SEC/EDGAR Data

  1. 10X Summaries - file containing all summary data for all 10-X filings, including header information, sentiment word counts, and file statistics.

  2. 10X Document Dictionaries - file containing header information and word counts for all 10-X filings (14.4 GB).

  3. All SEC/EDGAR Filings Tabulation - an Excel spreadsheet with a tabulation of all SEC/EDGAR filings from 1993-2023.

  4. Master Index Data - the SEC/EDGAR master index files used to create the 10X data archives and tabulate all form filings.

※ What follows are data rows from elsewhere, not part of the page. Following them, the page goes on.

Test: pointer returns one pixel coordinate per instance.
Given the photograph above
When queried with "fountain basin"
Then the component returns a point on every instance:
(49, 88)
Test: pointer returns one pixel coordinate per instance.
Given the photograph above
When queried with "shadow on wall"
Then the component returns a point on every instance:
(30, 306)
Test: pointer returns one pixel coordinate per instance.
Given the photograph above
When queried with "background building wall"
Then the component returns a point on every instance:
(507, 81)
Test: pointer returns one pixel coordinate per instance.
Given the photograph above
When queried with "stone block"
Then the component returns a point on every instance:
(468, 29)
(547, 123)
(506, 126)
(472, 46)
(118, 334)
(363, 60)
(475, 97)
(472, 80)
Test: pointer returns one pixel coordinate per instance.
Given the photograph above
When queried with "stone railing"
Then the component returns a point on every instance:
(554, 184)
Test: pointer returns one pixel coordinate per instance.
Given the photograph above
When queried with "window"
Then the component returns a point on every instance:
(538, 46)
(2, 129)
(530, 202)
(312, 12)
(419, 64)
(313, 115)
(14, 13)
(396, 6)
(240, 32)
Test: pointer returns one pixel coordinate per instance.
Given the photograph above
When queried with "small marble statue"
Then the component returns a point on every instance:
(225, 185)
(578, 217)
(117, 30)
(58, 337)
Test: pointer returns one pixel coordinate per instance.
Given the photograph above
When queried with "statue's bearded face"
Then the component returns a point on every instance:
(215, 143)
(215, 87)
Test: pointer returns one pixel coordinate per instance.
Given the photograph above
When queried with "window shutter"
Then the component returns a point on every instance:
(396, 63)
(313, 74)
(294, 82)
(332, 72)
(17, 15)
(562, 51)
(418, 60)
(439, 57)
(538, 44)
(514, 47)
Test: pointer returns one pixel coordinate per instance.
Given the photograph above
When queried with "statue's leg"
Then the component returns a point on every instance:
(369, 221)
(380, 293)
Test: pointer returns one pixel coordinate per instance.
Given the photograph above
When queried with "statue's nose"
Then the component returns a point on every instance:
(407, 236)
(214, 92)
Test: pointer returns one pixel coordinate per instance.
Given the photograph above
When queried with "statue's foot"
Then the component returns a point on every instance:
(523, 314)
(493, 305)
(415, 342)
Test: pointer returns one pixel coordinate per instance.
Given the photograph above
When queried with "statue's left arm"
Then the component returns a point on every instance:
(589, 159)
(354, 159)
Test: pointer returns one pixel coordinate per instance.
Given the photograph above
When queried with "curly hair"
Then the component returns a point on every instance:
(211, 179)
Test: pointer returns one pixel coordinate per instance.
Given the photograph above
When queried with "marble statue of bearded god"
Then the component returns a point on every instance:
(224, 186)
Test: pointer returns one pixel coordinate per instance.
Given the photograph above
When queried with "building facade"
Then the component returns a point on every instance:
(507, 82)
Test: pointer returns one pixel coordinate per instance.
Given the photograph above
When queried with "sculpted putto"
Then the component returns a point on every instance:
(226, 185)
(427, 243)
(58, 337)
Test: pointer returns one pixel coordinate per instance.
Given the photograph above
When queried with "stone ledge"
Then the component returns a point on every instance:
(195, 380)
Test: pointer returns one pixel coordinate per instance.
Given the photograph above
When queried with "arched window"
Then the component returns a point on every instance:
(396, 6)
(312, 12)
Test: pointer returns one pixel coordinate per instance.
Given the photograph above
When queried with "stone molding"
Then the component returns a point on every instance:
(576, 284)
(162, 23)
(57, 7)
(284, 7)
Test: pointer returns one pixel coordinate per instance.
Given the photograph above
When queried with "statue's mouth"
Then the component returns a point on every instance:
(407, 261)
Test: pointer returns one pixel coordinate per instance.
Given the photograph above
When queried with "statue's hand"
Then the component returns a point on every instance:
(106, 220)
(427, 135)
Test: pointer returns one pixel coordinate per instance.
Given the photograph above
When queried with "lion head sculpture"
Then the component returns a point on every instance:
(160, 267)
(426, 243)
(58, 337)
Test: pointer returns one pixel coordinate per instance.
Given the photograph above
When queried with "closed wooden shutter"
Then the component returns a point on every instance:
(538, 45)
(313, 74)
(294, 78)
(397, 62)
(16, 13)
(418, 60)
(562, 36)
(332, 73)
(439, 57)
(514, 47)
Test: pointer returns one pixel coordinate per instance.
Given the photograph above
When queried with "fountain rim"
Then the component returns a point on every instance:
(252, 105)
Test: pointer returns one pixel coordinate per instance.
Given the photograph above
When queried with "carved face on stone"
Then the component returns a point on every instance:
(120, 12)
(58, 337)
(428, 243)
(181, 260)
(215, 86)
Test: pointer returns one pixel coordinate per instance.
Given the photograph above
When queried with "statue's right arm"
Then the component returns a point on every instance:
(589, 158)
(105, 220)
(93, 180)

  5. Cleaned and Raw 10-X Files - all 10-X filings for all years. The cleaned files have the extraneous characters removed which provides for substantial compression. The raw files are those downloaded directly from the SEC/EDGAR website.

  6. 10-X Header Data - This dataset captures all of the information in the header section of 10-K/Qs (and all variants) filed on EDGAR. The headers appear in the required ".txt" filing, which includes the complete filing, and are demarcated with the tags <SEC-Header> </SEC-Header> or <IMS-Header></IMS-Header>.  There is one row of data for each "FILER" field in each filing (about 1.5 million observations).
     

Note: We use the label "10X" to refer to all 10-K/Q filings. Specifically, this includes the following forms: 

f_10K = {10-K', '10-K405', '10KSB', '10-KSB', '10KSB40'}

f_10KA = {'10-K/A', '10-K405/A', '10KSB/A', '10-KSB/A', '10KSB40/A'}

f_10KT = {'10-KT', '10KT405', '10-KT/A', '10KT405/A'}

f_10Q = {'10-Q', '10QSB', '10-QSB'}

f_10QA = {'10-Q/A', '10QSB/A', '10-QSB/A'}

f_10QT = {'10-QT', '10-QT/A'}